Garuda wajib bayar Rp1 miliar

Seperti diketahui, MA menolak kasasi Garuda Indonesia. Putusan tersebut menguatkan putusan KPPU atas perkara praktek diskriminasi perseroan terkait pemilihan mitra penjualan tiket umrah menuju dan dari Jeddah dan Madinah.

Kepala Biro Hubungan Masyarakat dan Kerja Sama KPPU Deswin Nur menjelaskan dengan adanya putusan MA tersebut, maka putusan KPPU telah berkuatan hukum tetap, sehingga Garuda Indonesia wajib untuk melaksanakan putusan.

"Khususnya pembayaran denda sebesar Rp1 miliar kepada kas negara selambat-lambatnya 30 (tiga puluh) hari," katanya dalam keterangan resmi, Senin, 21 Maret.

"Apabila terlambat melakukan pembayaran denda, maka Garuda Indonesia dapat dikenakan denda keterlambatan sebesar 2 persen per bulan dari nilai denda," sambungnya.

Sekadar informasi, perkara ini bermula dari laporan masyarakat mengenai dugaan praktek diskriminasi yang dilakukan Garuda Indonesia terkait upaya penutupan akses saluran distribusi penjualan langsung tiket umrah menuju dan dari Jeddah dan Madinah oleh perseroan melalui Program Wholesaler.
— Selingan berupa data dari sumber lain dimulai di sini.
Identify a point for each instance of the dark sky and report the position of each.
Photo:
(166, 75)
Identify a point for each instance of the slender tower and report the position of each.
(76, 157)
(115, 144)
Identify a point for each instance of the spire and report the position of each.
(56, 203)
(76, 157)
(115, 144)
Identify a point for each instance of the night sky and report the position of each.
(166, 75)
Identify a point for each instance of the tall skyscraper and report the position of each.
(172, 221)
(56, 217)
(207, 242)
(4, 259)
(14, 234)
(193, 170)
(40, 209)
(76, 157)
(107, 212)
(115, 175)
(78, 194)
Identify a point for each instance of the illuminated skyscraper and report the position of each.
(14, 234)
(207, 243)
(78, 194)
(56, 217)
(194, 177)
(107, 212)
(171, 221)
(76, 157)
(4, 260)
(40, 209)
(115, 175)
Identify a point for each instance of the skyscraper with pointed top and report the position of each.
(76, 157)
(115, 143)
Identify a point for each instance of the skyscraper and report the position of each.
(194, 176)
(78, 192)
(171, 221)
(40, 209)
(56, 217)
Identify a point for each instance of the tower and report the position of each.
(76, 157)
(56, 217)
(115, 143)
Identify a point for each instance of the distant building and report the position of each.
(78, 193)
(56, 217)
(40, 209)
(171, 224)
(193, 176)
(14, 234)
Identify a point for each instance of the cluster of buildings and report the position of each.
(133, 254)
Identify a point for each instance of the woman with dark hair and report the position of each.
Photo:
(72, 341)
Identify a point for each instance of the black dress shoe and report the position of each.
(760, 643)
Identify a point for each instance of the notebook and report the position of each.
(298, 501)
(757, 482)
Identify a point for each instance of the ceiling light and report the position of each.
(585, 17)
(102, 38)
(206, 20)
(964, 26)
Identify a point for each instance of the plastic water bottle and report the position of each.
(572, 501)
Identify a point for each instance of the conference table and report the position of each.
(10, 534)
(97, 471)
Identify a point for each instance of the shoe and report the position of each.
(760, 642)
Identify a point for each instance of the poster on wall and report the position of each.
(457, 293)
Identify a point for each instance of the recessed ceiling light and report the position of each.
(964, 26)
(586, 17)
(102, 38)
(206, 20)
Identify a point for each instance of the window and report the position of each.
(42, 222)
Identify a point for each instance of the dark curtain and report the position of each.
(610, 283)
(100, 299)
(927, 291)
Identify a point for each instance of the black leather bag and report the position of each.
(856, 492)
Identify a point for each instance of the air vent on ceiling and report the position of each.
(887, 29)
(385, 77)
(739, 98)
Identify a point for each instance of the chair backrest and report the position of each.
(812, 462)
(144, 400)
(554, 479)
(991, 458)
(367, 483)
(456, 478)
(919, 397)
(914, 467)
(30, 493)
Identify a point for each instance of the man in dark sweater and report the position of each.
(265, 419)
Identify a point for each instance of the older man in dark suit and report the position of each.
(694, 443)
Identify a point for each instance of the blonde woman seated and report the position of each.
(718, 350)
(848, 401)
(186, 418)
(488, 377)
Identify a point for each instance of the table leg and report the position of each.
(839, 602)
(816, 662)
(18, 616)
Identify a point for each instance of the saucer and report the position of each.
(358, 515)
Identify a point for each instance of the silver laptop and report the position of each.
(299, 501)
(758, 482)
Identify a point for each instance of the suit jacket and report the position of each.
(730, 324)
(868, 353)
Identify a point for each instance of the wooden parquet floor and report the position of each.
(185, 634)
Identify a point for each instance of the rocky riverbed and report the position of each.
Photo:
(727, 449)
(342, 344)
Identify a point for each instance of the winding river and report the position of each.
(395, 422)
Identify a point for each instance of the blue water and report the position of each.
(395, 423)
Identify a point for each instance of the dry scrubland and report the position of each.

Dalam laporan, masyarakat dan/atau pelaku usaha merasa dirugi dan/atau didiskriminasi akibat perilaku Garuda Indonesia yang membatasi akses langsung pembelian tiket untuk tujuan umrah hanya kepada lima pelaku usaha, bahkan awalnya hanya kepada tiga  pelaku usaha.

Pembatasan akses tersebut dilakukan melalui terbitkannya GA INFO menyatakan bahwa mulai 1 Maret 2019, pembelian tiket Middle East Area (MEA) yang merupakan rute umrah hanya dapat dilakukan melalui lima mitra dari Garuda Indonesia.

Dalam persidangan, KPPU menilai bahwa tindakan Garuda Indonesia yang menunjuk keenam pelaku usaha sebagai wholesaler tanpa melalui proses penunjukan yang dilakukan secara terbuka dan transparan, tidak didasarkan pada persyaratan dan pertimbangan yang jelas dan terukur, serta adanya inkonsistensi dalam rasionalitas penunjukan wholesaler.

KPPU juga menilai tindakan Garuda Indonesia tersebut membuktikan adanya praktik diskriminasi terhadap setidaknya 301 pelaku usahapotensial dalam mendapatkan akses yang sama.

Pemeriksaan telah dilakukan oleh KPPU sampai dengan dibacakannya Putusan dalam Sidang Majelis Komisi KPPU pada tanggal 8 Juli 2021.

"Putusan tersebut pada pokoknya menyatakan Garuda Indonesia terbukti secara sah dan meyakinkan melanggar Pasal 19 huruf d UU Nomor 5 Tahun 1999 dan mengenakan denda kepada GIAA sebesar Rp1 miliar," kata Deswin.

Namun, saat itu Garuda Indonesia mengajukan mengajukan upaya hukum Keberatan melalui Pengadilan Niaga Jakarta Pusat pada tanggal 29 Juli 2021 dengan Register Perkara Nomor 03/Pdt.Sus-KPPU/2021/PN Niaga Jkt Pst. Keberatan ini kemudian diputus pada tanggal 3 Desember 2021 dengan amar Menolak Permohonan Keberatan dari GIAA dan memertahankan Putusan KPPU.

Garuda Indonesia tidak menerima putusan Pengadilan Niaga Jakarta Pusat tersebut, sehingga mengajukan Kasasi pada tanggal 3 Januari 2022. Kemudian diputuskan oleh MA pada tanggal 9 Maret 2022 dengan amar putusan ditolak terhadap permohonan kasasi tersebut.